Father Victor noted that “we remember those in our prayers who fulfilled God’s commandment: ‘Greater love hath no man than this, that a man lay down his life for his friends.’ We must pray that never again may such a war take place.”

The memorial service was very touching. Almost all those who filled the church held candles, and the words of the prayers garnered special importance, as the Paschal singing resounded: “Christ is resurrected from the dead, trampling down death by death.”

After the service, a reception commemorating Victory Day was held at the parish hall next door. It was both festive and remarkably familial. “All the money gathered for the event will be sent to help veterans of the Great War of the Fatherland. We decided to send this money to the veterans living in the wonderful city of Kineshma on the Volga River,” said father Victor, adding that this city is very important to his parish, since the altar-table contains the relics of Saint Basil of Kineshma.

Russian ambassador Sergey Kilslyak, addressing those in attendance, called victory day “one of the most greatest of holidays.

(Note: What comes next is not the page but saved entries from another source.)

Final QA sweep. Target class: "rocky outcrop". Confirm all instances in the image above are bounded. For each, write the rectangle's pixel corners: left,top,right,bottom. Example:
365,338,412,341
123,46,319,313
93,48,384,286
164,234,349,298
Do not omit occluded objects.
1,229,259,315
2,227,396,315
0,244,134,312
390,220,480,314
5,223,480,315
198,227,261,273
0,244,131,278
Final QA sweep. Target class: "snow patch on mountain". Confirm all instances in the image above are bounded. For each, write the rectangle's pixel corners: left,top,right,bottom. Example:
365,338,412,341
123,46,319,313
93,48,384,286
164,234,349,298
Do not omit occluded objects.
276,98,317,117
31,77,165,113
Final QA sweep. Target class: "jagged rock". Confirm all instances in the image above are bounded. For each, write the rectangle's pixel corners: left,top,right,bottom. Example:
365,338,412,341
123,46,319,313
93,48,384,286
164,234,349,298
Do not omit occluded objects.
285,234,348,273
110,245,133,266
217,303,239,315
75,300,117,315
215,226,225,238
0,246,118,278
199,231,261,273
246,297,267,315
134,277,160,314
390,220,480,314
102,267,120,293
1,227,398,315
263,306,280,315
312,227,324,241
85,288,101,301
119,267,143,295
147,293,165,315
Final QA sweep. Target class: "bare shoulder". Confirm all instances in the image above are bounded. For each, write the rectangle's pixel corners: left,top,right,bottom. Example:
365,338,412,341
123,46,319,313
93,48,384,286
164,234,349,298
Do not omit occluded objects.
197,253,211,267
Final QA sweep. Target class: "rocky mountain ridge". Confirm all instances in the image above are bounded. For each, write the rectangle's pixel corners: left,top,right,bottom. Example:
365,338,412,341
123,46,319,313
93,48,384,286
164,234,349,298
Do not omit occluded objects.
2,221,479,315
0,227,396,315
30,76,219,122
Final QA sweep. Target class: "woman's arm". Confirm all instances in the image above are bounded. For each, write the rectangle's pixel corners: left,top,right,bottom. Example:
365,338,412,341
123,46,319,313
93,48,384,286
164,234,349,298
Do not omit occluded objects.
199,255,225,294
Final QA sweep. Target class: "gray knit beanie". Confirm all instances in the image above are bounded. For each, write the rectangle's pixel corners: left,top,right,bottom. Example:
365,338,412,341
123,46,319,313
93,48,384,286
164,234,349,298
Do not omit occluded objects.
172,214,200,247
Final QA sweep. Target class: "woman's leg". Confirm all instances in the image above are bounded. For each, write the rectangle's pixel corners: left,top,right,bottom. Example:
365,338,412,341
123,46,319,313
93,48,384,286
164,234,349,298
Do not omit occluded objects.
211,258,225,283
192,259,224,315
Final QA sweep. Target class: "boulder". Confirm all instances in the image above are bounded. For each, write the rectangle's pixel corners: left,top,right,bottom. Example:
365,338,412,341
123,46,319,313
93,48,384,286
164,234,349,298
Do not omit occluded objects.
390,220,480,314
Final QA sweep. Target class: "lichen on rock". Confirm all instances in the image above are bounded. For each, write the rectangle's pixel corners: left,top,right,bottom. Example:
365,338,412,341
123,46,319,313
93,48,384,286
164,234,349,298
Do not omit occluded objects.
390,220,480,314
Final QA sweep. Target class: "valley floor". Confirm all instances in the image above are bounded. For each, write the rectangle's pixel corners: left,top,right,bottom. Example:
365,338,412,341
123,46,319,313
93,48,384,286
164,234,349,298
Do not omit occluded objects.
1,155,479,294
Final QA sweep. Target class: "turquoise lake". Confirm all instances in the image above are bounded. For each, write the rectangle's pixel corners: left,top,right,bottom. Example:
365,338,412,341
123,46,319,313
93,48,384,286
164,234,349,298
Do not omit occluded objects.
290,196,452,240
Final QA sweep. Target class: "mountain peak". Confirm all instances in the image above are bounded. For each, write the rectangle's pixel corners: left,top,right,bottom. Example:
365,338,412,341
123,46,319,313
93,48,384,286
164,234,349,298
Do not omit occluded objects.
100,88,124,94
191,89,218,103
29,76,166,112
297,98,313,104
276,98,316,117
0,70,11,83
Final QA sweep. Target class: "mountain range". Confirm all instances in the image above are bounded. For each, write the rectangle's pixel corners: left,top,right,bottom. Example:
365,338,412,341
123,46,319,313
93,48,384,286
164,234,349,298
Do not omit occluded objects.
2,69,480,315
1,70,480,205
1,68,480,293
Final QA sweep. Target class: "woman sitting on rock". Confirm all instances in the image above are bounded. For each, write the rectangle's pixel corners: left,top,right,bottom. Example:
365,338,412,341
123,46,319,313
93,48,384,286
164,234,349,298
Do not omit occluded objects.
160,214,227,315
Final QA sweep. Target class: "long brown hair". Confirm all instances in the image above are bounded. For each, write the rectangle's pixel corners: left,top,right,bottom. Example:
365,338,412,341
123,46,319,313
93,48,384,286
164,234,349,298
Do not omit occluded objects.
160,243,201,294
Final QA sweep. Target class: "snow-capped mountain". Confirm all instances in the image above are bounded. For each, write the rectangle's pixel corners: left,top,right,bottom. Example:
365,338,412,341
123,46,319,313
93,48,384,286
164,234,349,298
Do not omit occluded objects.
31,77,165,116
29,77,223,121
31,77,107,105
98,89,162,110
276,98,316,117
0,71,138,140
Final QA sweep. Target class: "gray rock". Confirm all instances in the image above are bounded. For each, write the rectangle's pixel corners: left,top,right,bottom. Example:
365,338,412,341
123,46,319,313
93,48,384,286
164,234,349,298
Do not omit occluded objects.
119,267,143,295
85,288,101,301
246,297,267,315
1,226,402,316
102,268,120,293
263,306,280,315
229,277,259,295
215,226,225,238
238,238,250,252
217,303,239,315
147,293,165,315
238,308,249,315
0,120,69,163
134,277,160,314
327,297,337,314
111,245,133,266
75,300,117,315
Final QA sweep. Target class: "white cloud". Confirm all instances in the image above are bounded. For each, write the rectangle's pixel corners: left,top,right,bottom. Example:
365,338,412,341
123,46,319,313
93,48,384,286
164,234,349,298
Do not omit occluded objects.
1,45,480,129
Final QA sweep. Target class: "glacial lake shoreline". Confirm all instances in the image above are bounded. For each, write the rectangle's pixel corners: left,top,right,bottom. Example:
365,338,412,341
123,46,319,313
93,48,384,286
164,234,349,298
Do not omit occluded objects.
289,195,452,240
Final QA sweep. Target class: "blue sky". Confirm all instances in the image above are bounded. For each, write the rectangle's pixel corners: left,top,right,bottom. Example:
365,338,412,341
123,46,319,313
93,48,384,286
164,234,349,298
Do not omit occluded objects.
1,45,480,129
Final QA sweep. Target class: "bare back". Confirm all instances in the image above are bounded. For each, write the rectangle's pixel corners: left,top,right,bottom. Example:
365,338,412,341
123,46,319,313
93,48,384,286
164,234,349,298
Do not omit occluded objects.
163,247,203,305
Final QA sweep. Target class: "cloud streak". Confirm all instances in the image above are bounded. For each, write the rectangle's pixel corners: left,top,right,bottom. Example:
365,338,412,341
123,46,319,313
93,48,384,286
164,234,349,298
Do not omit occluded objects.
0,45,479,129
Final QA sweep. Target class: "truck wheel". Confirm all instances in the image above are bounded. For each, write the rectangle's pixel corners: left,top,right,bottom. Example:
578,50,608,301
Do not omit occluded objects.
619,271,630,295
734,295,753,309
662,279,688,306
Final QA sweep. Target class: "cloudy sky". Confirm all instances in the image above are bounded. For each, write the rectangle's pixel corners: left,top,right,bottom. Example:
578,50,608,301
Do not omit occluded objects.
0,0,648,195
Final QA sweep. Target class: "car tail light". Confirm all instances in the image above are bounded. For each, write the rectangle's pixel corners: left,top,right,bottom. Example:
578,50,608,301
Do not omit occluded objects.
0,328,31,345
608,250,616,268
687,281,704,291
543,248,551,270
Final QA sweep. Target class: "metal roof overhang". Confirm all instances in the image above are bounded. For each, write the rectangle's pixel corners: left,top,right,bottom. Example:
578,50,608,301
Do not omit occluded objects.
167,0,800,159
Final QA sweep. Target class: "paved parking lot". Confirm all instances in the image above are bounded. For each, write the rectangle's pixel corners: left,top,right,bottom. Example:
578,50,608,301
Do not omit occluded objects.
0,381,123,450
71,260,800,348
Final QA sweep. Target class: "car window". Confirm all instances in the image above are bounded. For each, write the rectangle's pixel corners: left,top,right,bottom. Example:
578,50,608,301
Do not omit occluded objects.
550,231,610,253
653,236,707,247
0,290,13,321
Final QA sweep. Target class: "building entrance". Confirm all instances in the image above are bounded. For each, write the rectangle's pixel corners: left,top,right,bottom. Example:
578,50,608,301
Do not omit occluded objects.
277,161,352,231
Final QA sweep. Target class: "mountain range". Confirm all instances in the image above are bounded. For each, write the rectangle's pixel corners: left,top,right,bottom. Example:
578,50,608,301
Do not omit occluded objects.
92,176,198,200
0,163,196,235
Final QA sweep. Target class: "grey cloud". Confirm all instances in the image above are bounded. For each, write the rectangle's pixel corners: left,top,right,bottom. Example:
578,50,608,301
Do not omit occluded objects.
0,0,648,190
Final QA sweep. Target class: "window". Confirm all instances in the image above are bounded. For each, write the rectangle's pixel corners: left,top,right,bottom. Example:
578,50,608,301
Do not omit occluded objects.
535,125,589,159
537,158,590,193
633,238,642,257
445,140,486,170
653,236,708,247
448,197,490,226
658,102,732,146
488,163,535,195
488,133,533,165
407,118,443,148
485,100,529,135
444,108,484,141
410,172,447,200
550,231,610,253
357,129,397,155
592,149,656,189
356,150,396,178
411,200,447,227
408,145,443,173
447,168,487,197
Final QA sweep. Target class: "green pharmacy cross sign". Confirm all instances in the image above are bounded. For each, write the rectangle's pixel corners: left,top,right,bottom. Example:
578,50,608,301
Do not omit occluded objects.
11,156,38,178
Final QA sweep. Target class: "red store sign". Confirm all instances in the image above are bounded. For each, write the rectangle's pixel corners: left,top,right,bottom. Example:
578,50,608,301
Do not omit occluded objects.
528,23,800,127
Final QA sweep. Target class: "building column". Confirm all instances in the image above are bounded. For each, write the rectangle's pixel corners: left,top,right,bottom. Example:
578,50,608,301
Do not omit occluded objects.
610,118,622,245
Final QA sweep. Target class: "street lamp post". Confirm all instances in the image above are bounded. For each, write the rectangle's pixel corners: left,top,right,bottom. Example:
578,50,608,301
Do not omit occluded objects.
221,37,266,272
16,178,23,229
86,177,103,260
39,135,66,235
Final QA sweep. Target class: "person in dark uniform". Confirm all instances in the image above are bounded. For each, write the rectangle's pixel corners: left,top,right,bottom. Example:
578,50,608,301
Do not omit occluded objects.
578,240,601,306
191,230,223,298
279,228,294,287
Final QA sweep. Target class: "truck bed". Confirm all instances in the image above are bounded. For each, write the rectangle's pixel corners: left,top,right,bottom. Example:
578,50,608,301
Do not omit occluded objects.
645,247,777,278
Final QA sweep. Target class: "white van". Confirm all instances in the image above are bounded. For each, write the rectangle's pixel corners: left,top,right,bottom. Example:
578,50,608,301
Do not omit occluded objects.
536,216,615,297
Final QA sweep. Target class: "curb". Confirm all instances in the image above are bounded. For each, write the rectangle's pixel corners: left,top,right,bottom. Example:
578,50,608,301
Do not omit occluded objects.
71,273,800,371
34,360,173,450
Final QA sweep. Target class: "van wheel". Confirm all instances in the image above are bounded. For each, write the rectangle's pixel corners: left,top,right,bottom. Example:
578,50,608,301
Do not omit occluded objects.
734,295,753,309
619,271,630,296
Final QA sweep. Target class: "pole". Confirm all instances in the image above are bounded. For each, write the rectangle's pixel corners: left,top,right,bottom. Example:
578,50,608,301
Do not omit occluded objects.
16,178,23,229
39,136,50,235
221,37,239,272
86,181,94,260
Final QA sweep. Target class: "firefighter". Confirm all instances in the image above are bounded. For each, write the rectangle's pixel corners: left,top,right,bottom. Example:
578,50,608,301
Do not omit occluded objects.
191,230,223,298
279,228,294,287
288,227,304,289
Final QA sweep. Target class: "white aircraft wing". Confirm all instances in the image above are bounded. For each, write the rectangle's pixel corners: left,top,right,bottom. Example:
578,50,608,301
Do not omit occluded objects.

Listening to the song ‘Do Russians Want War?,’ I posed this question to myself. I understood that the meaning of the word ‘Russians’ is much broader and includes Ukrainians and Belarusian. I refuse to believe that those who now celebrate the memory of Bandera reflect the thoughts and hopes of Ukrainians,” said the ambassador. He noted that our country passed through many tribulations and always emerged the victor.”